Les frappes américaines en Syrie s’intensifient, marquant une réponse persistante à l’attaque de Palmyre
Par [Votre Nom], Rédacteur en Chef International, nouvelles-du-monde.com
Syrie – Les forces américaines ont mené dix frappes militaires en Syrie au début du mois de février, ciblant plus de 30 infrastructures et dépôts d’armes de l’État islamique (EI), a annoncé samedi le Commandement central américain (CENTCOM). Cette intensification des opérations intervient dans le cadre d’une campagne de “pression militaire incessante” sur le groupe terroriste, alors que Washington continue de répondre à l’attaque meurtrière de décembre dernier qui a coûté la vie à trois soldats américains.

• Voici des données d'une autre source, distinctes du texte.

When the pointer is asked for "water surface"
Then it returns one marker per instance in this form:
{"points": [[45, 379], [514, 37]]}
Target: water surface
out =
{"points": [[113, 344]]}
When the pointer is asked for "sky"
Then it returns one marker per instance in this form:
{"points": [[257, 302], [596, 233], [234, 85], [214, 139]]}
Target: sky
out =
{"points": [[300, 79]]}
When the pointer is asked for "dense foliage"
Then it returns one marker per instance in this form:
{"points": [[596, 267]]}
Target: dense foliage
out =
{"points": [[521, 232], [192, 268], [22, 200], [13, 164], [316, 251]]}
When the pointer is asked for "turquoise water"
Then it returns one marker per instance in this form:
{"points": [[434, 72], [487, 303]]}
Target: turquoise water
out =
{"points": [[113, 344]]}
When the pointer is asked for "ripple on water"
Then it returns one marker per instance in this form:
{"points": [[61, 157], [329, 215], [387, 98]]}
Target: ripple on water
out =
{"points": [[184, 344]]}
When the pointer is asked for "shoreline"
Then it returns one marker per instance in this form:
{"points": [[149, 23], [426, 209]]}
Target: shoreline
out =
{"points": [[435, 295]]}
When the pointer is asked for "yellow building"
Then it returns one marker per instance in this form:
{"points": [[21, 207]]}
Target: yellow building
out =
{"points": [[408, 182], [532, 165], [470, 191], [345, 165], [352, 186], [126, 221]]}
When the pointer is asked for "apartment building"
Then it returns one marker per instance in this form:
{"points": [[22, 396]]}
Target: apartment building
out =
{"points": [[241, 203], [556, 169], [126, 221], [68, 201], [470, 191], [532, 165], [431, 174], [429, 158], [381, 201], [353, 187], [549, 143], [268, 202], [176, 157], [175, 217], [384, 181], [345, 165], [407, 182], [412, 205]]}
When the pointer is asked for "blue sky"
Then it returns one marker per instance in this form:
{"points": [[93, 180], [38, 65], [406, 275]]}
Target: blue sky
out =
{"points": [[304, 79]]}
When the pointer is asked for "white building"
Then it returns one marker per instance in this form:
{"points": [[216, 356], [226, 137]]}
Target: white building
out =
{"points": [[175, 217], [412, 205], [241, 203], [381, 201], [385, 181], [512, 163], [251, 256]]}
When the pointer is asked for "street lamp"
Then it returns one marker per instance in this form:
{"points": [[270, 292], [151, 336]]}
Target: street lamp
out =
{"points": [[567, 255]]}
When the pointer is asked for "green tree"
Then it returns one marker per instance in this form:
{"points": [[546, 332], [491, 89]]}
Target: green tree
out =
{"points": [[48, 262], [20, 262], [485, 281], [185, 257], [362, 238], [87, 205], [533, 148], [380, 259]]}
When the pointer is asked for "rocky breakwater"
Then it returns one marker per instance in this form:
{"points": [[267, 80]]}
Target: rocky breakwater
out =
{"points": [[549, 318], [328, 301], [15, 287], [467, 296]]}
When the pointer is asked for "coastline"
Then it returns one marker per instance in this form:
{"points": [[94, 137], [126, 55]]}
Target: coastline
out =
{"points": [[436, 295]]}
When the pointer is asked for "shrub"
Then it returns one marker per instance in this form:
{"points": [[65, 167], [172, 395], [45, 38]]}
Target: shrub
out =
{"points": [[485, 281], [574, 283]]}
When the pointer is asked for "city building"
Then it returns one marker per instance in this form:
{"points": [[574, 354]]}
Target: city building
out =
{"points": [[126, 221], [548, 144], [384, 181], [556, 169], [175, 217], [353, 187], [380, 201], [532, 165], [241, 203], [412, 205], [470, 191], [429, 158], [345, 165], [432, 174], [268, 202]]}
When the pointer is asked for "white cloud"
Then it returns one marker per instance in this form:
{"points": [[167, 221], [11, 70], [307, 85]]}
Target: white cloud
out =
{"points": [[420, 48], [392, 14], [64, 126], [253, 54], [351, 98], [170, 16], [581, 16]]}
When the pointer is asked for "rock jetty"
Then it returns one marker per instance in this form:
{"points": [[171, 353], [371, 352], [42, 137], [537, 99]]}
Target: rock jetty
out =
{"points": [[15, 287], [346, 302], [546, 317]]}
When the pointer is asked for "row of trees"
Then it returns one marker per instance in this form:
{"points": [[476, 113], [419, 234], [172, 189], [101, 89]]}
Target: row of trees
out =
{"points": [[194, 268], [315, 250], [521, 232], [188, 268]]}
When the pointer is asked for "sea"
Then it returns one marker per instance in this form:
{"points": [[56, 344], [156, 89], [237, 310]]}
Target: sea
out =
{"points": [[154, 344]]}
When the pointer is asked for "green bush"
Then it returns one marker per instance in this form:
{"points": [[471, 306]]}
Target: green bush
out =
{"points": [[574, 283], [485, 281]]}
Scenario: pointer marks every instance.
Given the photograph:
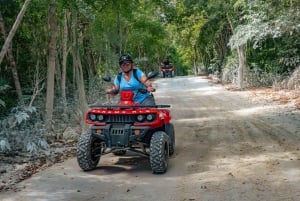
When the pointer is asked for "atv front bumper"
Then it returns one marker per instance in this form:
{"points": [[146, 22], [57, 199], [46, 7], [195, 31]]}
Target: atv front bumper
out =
{"points": [[120, 136]]}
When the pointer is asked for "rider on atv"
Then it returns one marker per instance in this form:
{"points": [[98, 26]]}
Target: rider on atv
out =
{"points": [[133, 79]]}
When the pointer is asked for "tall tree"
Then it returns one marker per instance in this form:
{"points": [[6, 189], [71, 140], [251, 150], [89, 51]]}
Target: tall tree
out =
{"points": [[13, 30], [12, 62], [52, 23]]}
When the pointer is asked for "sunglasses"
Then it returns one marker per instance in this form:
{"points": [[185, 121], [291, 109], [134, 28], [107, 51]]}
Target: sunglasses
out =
{"points": [[126, 64]]}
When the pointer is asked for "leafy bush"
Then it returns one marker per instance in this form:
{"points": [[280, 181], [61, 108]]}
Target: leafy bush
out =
{"points": [[22, 130]]}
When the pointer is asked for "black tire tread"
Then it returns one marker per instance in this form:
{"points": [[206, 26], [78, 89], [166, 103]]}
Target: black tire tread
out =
{"points": [[84, 153], [159, 163]]}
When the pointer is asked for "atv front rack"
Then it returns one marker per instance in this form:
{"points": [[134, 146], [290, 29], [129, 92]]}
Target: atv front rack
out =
{"points": [[128, 106]]}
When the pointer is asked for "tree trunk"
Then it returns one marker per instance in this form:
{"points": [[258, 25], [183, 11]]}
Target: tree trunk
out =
{"points": [[241, 56], [64, 62], [12, 63], [13, 30], [51, 63], [79, 73], [242, 66]]}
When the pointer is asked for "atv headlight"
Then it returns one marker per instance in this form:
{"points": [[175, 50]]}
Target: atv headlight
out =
{"points": [[140, 118], [150, 117], [92, 117], [100, 117]]}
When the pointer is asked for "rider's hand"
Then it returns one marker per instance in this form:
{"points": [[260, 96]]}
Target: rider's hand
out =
{"points": [[150, 89], [112, 91]]}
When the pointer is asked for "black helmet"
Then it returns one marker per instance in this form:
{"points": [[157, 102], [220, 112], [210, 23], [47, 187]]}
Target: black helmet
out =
{"points": [[125, 57]]}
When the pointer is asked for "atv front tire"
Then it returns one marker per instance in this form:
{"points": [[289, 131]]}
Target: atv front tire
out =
{"points": [[159, 152], [89, 150]]}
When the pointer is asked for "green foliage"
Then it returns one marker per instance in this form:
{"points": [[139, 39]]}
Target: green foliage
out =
{"points": [[22, 129]]}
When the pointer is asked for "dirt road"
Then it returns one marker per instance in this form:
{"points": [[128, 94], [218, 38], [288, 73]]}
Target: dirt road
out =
{"points": [[228, 148]]}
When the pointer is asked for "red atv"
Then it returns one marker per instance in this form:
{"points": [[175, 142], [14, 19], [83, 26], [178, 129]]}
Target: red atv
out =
{"points": [[167, 70], [145, 130]]}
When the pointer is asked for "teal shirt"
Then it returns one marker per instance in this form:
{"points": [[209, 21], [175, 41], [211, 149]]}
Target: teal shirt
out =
{"points": [[133, 85]]}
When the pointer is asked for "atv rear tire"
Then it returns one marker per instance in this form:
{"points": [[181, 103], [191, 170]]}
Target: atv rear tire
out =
{"points": [[89, 150], [169, 128], [159, 152]]}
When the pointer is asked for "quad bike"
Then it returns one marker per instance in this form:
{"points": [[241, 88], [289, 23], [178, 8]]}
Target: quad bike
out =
{"points": [[127, 126], [167, 70]]}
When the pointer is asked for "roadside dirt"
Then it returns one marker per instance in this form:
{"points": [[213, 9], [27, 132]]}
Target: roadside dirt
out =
{"points": [[230, 146]]}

L’opération, baptisée “Hawkeye Strike”, est directement liée à l’embuscade du 13 décembre près de Palmyre, où le sergent Edgar Brian Torres-Tovar, le sergent William Nathaniel Howard et un interprète ont été tués. Le président Trump avait alors promis une “très sérieuse riposte”.
Les frappes de début février, qui se sont déroulées entre le 3 et le 12 février, s’ajoutent à une série d’actions menées en décembre, qui avaient déjà visé plus de 70 cibles liées à l’EI. Au-delà des frappes aériennes, les forces américaines ont également ciblé des individus clés. En janvier, Bilal Hasan al-Jasim, un chef affilié à Al-Qaïda et soupçonné d’être directement impliqué dans l’embuscade de Palmyre, a été tué lors d’une opération américaine.
“La mort d’un terroriste lié à la mort de trois Américains démontre notre détermination à traquer les terroristes qui attaquent nos forces”, a déclaré l’amiral Brad Cooper, commandant de CENTCOM, dans un communiqué. “Il n’y a pas de refuge sûr pour ceux qui commettent, planifient ou inspirent des attaques contre les citoyens américains et nos militaires. Nous vous trouverons.”
Selon CENTCOM, plus de 50 combattants de l’EI ont été tués ou capturés au cours de l’opération, et plus de 100 infrastructures du groupe ont été détruites.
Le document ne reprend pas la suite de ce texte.